Microsoft is also working on an identity framework called InfoCard and an Identity Metasystem. The chief architect, Kim Cameron, explains the tenets of the metasystem as the “Laws of Identity” and its aim to be a "ubiquitous digital identity solution for the Intnernet" – the missing layer 6! Pretty ambitious especially considering Microsoft’s earlier shot at identity (Passport) never really took off but they seem to have applied the lessons learned from that fiasco to InfoCard. For example, unlike Passport, Infocard will not store your identity credentials in a Microsoft server somewhere. InfoCard will ship with Vista and IE 7. Kim keeps a blog with several whitepapers on InfoCard and he professes to be an admirer of Liberty but was ambiguous on SAML (though some of InfoCard's IE 7 integration code samples use SAML1.0 assertions).
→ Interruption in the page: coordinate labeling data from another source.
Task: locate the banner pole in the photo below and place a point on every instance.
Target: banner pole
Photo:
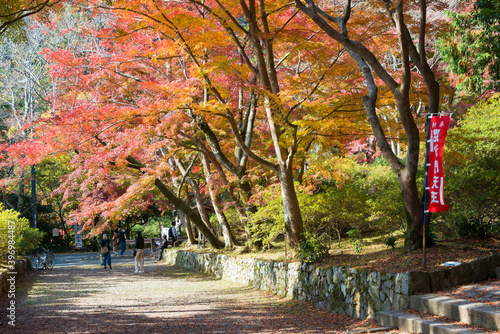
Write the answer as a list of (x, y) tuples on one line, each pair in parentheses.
[(424, 234)]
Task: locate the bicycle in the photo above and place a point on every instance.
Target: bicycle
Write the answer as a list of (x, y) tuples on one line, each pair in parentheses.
[(42, 259)]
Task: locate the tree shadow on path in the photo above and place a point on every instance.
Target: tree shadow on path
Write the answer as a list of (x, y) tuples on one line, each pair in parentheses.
[(164, 299)]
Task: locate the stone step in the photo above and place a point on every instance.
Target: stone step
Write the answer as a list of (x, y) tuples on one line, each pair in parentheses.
[(477, 314), (412, 323)]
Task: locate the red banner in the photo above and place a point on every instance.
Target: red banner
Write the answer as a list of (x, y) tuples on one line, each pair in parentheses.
[(435, 180)]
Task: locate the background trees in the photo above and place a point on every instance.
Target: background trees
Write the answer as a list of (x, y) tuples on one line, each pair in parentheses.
[(242, 116)]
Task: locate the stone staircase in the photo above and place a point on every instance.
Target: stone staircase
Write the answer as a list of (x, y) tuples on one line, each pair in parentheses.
[(438, 314)]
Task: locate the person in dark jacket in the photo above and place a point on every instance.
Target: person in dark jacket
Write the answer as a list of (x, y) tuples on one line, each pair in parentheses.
[(139, 256), (123, 243), (106, 258), (163, 245)]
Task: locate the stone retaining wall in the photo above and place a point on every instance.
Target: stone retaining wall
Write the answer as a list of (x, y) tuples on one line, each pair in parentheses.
[(22, 266), (348, 291)]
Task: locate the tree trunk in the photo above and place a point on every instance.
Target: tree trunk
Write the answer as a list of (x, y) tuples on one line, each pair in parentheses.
[(180, 205), (226, 229), (190, 213), (291, 208)]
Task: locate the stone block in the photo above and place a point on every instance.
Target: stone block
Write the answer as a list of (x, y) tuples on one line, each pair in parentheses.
[(480, 269), (440, 280), (461, 274), (418, 282)]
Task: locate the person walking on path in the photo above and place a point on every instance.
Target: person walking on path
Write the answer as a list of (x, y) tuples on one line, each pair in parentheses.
[(172, 234), (106, 251), (163, 245), (123, 243), (139, 256), (115, 241)]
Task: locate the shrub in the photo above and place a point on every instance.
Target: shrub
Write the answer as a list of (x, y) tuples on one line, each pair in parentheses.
[(355, 239), (313, 248), (390, 242)]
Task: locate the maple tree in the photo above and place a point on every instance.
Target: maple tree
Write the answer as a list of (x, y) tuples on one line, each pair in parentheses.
[(14, 12), (359, 38), (470, 47), (249, 86), (139, 94)]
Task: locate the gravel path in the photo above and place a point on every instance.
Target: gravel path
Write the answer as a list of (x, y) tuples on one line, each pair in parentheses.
[(164, 299)]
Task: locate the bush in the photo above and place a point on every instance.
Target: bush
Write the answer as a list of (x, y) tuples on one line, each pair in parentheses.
[(355, 239), (16, 228), (390, 242), (312, 248)]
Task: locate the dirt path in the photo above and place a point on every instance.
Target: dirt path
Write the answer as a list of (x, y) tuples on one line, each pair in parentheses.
[(164, 299)]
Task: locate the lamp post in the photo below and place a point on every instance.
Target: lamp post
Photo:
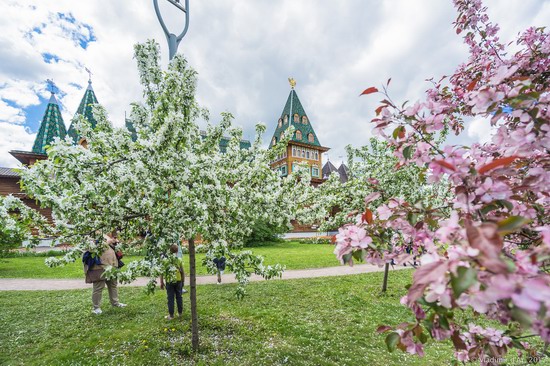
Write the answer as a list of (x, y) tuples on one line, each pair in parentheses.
[(173, 40)]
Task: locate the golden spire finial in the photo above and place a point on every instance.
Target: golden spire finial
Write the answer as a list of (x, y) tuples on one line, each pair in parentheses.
[(292, 82)]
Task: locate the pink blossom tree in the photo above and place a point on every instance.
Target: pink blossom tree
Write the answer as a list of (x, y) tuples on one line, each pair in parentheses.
[(486, 251)]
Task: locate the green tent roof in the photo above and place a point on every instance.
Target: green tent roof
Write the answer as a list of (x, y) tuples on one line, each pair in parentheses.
[(52, 126), (85, 109), (294, 106)]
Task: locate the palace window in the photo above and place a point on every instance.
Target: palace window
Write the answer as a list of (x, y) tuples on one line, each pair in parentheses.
[(315, 171)]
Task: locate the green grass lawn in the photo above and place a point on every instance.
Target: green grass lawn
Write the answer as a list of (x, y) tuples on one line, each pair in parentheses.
[(321, 321), (292, 254)]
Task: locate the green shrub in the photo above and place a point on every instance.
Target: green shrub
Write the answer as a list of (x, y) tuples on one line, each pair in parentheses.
[(263, 232)]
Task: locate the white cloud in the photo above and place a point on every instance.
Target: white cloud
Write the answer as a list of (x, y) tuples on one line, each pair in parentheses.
[(244, 50), (14, 137)]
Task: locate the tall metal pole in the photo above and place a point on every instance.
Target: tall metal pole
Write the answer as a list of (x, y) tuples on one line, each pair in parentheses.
[(173, 40)]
I have yet to go through the InfoCard specs in detail so cannot really comment on how it compares with the Liberty specs but from initialimpressions, Liberty seems to be more focused on Federated authentication than InfoCard. It may be possible that Liberty and InfoCard end up complementing each other. There is, however, a direct Open Source competitor to InfoCard that IBM and Novell launched recently as part of the Eclipse project: the Higgins trust framework. Other smaller efforts are out there as well such as I-Name but it will be interesting to see how the two or three big proposals evolve over the next year or so and how well they’re adopted in the industry.